Up until that point there are uses of vistas, but that comes to an end, bar sporadic shots. The majority of LES MISERABLES’ two and-a-half hours are close-ups and medium shots, making for a claustrophobic experience. Tom Hooper is not an adroit visualist. In the hands of someone with panache, they might have opened up the film into divertissements for audience eyes. As we jump to 1823 and later to 1832, the tools, palette and choreography are rote. It is the charisma on screen that saves the film and encourages engagement. As Valjean encounters characters played by Russell Crowe, Anne Hathaway, Amanda Seyfried, Sacha Baron Cohen, Eddie Redmayne and Helena Bonham Carter, their enthusiasm and personalities are channelled through physicality and various vocal ranges.
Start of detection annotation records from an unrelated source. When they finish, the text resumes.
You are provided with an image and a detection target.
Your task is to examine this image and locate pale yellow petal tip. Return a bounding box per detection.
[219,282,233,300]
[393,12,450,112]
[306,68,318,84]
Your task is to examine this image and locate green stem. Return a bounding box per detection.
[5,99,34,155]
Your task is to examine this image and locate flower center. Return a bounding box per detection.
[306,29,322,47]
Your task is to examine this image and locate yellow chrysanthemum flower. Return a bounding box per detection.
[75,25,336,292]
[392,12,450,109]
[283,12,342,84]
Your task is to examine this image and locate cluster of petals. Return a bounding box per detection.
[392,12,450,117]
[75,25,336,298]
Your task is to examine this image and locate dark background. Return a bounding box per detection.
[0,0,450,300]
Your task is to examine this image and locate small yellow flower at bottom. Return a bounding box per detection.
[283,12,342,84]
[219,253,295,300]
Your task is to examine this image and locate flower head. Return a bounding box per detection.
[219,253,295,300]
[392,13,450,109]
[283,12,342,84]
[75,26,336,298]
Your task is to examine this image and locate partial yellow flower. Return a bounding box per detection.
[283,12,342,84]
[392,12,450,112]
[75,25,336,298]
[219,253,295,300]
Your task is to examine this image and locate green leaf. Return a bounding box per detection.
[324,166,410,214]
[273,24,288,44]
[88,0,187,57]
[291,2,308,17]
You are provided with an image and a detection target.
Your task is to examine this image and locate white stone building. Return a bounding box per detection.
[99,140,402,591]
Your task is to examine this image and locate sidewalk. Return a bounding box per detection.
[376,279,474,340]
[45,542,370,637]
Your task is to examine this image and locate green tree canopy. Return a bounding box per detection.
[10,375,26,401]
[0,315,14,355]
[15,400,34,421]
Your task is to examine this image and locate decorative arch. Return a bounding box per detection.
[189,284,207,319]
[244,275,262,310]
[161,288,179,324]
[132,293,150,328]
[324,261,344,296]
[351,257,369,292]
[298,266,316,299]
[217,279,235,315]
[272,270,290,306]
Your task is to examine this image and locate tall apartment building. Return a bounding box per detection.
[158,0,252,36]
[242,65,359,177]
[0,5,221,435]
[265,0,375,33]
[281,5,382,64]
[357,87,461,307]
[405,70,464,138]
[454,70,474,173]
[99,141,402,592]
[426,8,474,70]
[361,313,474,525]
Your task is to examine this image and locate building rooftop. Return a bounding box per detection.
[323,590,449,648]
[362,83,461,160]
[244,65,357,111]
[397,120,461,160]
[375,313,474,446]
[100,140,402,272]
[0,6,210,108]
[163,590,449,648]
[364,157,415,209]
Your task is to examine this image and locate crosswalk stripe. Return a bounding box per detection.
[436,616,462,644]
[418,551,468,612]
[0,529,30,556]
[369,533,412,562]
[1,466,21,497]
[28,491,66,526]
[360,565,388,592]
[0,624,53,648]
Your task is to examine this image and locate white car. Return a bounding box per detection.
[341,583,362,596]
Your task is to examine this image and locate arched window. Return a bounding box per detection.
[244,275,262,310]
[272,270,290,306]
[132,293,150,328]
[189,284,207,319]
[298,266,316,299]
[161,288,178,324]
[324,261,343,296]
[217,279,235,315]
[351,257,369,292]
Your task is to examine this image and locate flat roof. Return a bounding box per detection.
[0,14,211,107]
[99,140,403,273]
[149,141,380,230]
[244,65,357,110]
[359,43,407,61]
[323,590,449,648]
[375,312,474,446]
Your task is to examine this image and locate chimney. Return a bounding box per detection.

The latter is a particular high point – the lack of polish to the crooning makes for less homogeny.
The real problem comes with the writing. Characters are infatuated after two encounters, and another declares a paternalistic bond after just overhearing a monologue. At over 150 minutes, surely there is time to build some sort of meaningful relationships? The conveying of emotions feels lazy, and the filmmakers seem to assume the viewer will just lap it up. Slowly proceedings slide from operetta to stage musical to pantomime, with an anti-climatic denouement. Do you remember the end of RETURN OF THE JEDI? Imagine if Yoda and Obi-Wan had started singing. Exactly.
There’s entertainment to be had, but it comes in fits and spurts. A highly flawed ode to higher callings.